Still. I like the source material as it is. So what follows here is my own attempt at completing the poem, in which I have deemed fit to build upon the words and works of Robert A. Heinlein, C.L. Moore, Henry Kuttner and Chuck Rein. With my gratitude and most humble admiration, needless to say.
The Green Hills of Earth
Original words by Robert A. Heinlein, C.L. Moore and Henry Kuttner. Additional words by Chuck Rein. Some minor additions and editing by Victor van der Sterren.
The arching sky is calling
Spacemen back to their trade.
All hands! Stand by!
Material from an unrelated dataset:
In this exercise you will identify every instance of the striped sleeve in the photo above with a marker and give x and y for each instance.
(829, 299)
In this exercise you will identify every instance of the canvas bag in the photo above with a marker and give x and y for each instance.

Free falling!
And the lights below us fade.
Out ride the sons of Terra,
Far drives the thundering jet,
Up leaps a race of Earthmen,
Out, far, and onward yet —
The stars that shine around us
Are torches on the road
The Black, extending outward,
Is with great peril sowed.
We embark on our adventure —
Return and count the losses worth
To see across the darkness
The cool, green hills of Earth.
We rot in the molds of Venus,
We retch at her tainted breath.
Foul are her flooded jungles,
Crawling with unclean death.
Let the sweet fresh breezes heal me
As they rove around the girth
Of our lovely mother planet
Of the cool, green hills of Earth.
The harsh bright soil of Luna,
Silent and dead as the grave,
Holds not the souls of Earthmen
Whose lives for Earth's they gave.
Across the seas of darkness
The good green Earth is bright —
Oh, Star that was my homeland
Shine down on me tonight.
The rust-red Martian deserts,
Her lonely wandering sands,
Are naught but lifeless visions
To who on her surface stands.
My heart turns home in longing
Across the voids between,
To know beyond the spaceways
The hills of Earth are green.
We, in the frozen nights of Titan,
Dream of Saturn's rainbow rings.
Yet in all our waking hours
It's the Earth alone that sings.
We've tried each spinning space mote
And reckoned its true worth:
Take us back again to the homes of men
On the cool, green hills of Earth.
We pray for one last landing
On the globe that gave us birth;
Let us rest our eyes on the fleecy skiesAnd the cool, green hills of Earth.